At present, no report is available on a quantitative classification method of an organic phase of an effective hydrocarbon source rock.

Disclosure of Invention

The invention mainly aims to provide a method for quantitatively classifying an effective organic phase of a hydrocarbon source rock.

The object of the invention can be achieved by the following technical measures: a quantitative classification method for effective source rock organic phases is characterized in that the effective source rock organic phase organic carbon (TOC) content lower limit is used as a basis, The Organic Carbon (TOC) content difference value is used as a mother factor, each classification parameter weight coefficient and a comprehensive score are calculated through grey correlation, and the effective source rock organic phases are classified according to the comprehensive score. The method is realized by the following technical steps:

a method for quantitative classification of an organic phase of an effective source rock, the method comprising the steps of:

the method comprises the following steps: determining an effective hydrocarbon source rock lower limit value by utilizing the relation between the organic carbon content and the residual hydrocarbon content of the hydrocarbon source rock;

step two: establishing a hydrocarbon source rock organic carbon content prediction model by using logging information, and predicting the organic carbon content of the single-well hydrocarbon source rock to obtain a single-well continuous TOC value distribution curve;

step three: determining the vertical distribution layer section of the effective hydrocarbon source rock by using the single-well continuous TOC value distribution curve obtained in the step two and combining the lower limit value of the effective hydrocarbon source rock determined in the step one, and counting the thickness of the effective hydrocarbon source rock;

step four: analyzing the correlation coefficient and the correlation degree between the child factors and the parent factors by using a grey correlation analysis method, and determining the weight coefficient of each control factor;

step five: and establishing an effective hydrocarbon source rock organic phase classification evaluation formula, and classifying the organic phase of the effective hydrocarbon source rock according to the organic phase comprehensive classification evaluation parameters.

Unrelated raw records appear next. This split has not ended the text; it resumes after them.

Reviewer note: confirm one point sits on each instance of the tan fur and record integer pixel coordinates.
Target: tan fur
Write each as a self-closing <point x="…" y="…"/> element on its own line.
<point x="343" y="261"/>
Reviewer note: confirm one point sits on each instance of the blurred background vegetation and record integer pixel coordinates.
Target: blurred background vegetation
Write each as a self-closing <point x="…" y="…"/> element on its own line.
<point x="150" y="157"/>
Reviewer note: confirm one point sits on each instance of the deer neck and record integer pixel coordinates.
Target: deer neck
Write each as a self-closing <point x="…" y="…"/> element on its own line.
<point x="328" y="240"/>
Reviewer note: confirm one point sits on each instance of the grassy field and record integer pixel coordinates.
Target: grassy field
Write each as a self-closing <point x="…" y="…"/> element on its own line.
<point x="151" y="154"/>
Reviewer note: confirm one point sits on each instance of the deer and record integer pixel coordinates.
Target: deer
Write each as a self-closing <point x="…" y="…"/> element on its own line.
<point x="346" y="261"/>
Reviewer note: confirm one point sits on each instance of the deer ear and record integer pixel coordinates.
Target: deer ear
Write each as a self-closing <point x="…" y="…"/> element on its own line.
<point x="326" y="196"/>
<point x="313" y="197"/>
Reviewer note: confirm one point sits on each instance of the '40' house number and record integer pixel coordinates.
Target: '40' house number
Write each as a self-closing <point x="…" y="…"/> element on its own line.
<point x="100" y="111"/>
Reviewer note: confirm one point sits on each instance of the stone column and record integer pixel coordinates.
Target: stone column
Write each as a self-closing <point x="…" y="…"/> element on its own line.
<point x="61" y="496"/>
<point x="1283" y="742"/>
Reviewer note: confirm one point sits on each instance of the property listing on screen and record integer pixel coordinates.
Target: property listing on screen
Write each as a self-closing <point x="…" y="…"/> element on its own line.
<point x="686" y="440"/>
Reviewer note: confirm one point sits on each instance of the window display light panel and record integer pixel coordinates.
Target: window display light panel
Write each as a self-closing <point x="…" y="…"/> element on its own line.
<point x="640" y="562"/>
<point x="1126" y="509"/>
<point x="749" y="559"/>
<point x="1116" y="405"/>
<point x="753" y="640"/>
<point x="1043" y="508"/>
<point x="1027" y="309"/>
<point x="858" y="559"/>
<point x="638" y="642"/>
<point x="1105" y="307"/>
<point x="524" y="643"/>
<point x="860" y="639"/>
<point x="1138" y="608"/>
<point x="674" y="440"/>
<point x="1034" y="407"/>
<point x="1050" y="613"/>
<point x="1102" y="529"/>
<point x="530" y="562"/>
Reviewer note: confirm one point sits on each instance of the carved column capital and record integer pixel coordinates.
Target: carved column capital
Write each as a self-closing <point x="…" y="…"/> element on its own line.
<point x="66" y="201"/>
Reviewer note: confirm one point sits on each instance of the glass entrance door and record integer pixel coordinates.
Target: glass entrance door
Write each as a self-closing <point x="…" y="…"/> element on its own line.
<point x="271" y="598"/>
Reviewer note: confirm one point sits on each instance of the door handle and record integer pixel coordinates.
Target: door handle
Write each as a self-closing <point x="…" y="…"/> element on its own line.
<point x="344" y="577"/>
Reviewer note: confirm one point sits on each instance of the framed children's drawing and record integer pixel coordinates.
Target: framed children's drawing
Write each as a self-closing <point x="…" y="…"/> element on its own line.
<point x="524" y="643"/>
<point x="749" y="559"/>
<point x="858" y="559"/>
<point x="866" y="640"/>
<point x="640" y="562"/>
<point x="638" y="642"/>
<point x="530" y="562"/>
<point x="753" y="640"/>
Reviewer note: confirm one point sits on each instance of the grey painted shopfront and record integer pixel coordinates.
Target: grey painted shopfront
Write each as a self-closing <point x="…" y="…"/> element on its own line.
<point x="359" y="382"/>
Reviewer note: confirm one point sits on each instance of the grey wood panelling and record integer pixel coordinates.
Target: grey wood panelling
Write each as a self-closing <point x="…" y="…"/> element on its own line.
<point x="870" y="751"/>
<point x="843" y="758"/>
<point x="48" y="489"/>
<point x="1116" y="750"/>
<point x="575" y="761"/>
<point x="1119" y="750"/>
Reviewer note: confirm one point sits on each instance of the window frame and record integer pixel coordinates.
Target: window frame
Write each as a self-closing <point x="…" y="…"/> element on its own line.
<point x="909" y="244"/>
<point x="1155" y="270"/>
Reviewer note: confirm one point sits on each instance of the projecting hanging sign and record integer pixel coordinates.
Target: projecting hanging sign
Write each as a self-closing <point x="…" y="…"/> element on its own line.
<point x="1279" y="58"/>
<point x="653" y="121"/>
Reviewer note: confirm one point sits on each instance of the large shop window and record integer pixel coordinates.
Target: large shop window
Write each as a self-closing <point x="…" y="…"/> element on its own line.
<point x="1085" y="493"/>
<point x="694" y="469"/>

The model for predicting the organic carbon content of the source rock in the second step is as follows: TOC aAC + blgRT + c

In the formula: a, b and c are undetermined coefficients; AC is sound wave time difference, mu s/m; RT is the resistivity, Ω · m.

The method for establishing the hydrocarbon source rock organic carbon content prediction model comprises the following steps: comprehensively interpreting and processing the logging information of a single well, identifying a shale interval with higher GR value by using a GR curve, removing a non-shale interval, overlapping an AC curve and an RT curve, removing a non-hydrocarbon source rock interval with two overlapped curves, dividing a hydrocarbon source rock interval, and calculating to obtain a single-well continuous TOC value distribution curve (shown by a curve of a predicted TOC bar in figure 3) by using the logging values which are continuously distributed (shown by GR, AC and RT bars in figure 3) and the hydrocarbon source rock organic carbon content prediction model in the step two in the divided hydrocarbon source rock interval.

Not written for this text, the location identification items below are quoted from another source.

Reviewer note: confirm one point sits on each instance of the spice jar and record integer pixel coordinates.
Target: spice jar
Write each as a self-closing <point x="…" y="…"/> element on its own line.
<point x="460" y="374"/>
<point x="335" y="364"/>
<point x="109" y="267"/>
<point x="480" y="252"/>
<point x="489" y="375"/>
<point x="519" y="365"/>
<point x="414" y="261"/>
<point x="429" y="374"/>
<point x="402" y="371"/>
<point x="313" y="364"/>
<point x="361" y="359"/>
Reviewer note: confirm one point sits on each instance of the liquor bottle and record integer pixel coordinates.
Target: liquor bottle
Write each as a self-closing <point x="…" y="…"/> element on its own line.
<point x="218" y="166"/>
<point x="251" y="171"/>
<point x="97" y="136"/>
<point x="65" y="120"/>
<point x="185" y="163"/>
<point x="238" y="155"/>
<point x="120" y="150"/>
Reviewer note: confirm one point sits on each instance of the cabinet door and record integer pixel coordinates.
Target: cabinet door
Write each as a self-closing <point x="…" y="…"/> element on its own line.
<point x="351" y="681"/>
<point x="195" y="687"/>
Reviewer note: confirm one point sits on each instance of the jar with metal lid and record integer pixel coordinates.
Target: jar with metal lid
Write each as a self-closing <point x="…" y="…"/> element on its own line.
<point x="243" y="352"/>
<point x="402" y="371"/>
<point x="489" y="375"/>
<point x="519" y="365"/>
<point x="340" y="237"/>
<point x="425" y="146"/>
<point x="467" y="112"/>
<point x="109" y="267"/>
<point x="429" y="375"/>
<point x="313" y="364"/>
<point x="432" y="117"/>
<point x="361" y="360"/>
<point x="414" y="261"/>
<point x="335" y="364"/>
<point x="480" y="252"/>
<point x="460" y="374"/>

In the fourth step, the difference value of the organic carbon content is taken as a mother factor, and an organic geochemical index, an organic petrology index and a deposition environment characteristic index are taken as sub factors.

The organic geochemical indexes comprise organic matter abundance parameters, organic matter type parameters and organic matter maturity index; the organic petrology index comprises organic rock type parameters and microscopic component content; the characteristic indexes of the deposition environment comprise parameters for characterizing hydrodynamic conditions and parameters for oxidation reduction degree.

The fourth step also comprises the normalization processing of the mother factors and the child factors.

In the fourth step, the weight coefficient of each control factor is calculated according to the following formula:

in the formula: c is a correlation coefficient; m is the maximum value of the absolute difference value; a is the minimum value of the absolute difference; Δ t (i) is the absolute difference of the i evaluation parameters of the t data points relative to the parent factor; mu is a resolution coefficient; n is the number of data points participating in evaluation; m is the number of parameters participating in classification evaluation; β i is a weight coefficient.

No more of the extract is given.